In 1988, Welland Little Theatre staged the musical, “Up The Canal.” The birth of the original Welland Canal was to be portrayed via historical vignettes. Its catchy theme tune boasted, “The Biggest And Best Little Ditch In The World.” An impressive group of cast and crew hopefuls were dug from all walks of life. Students, teachers, housewives, a dentist, secretaries, retired seniors, sales people and a chorus became part of an ambitious undertaking.
This musical extravaganza was commissioned to a Toronto playwright. He was to explore the vision of William Hamilton Merritt, a driving entrepreneur who developed a waterway that would open shipping between Lake Erie and Lake Ontario. Today the success of the founding father of the Welland canal is evident in the many historical Niagara landmarks named in his honour.
After numerous numbing rehearsals and with great fanfare, the show was performed on stage at Centennial High School auditorium in Welland for three nights. The promoters were thrilled with a packed house of a thousand ticket holders for each performance. Elementary schools bussed in students to fill auditorium seats for dress rehearsals.
I enjoyed the excitement and challenge of performing in this once in a lifetime presentation. It was my first musical, and it was the first time local history had been revealed to me in such a creative and inspiring way.
I moved back to my home town after twenty-five years. It was good to see how the city had grown and was improving itself. The Rotary Club of Welland Park was steps away from my apartment. A major project of this organization was to establish a fine recreation area along the old canal, where visitors could enjoy a dedicated skateboard area, quiet picnics by the willow trees, paved paths to walk or cycle upon and pastimes like fishing or simply relaxing while taking in the view.

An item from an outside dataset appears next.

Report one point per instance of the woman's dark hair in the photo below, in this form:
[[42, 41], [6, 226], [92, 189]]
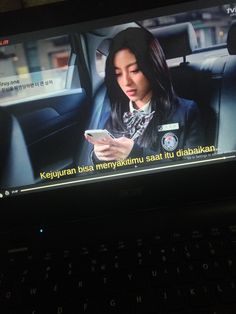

Instead of watching the ships pass through the canal as in old days, visitors to the park today can rent their own water conveyance. So that is just what I did. A writer friend agreed to share my water adventure in a paddle boat. Tame for some perhaps, but I thought it best to start with something we couldn’t fall out of or off for that matter. Canoes, kayaks and paddle boards were also available to us for reasonable rental rates. Friendly staff, eager to assist first time canal adventurers, were more than happy to answer our questions.
What a marvelous way to take in a sunny afternoon! We kicked back in our seats to easily pedal along, laughing when the boat started going in circles, then steadying the rudder. Waterfowl hailed us with squawks of indignation as we passed under the tall girders of the Lincoln Street bridge. A bold squadron of Canada Geese escorted us to the docks when it was time to return.
Now that I have experienced my maiden voyage, it’s time to raise the bar, (or paddle if you prefer.) There’s a board out in those storage racks and it’s calling my name. Before summer ends, I will ship myself up the canal on it, and yes, I will bring a spotter with me, just in case.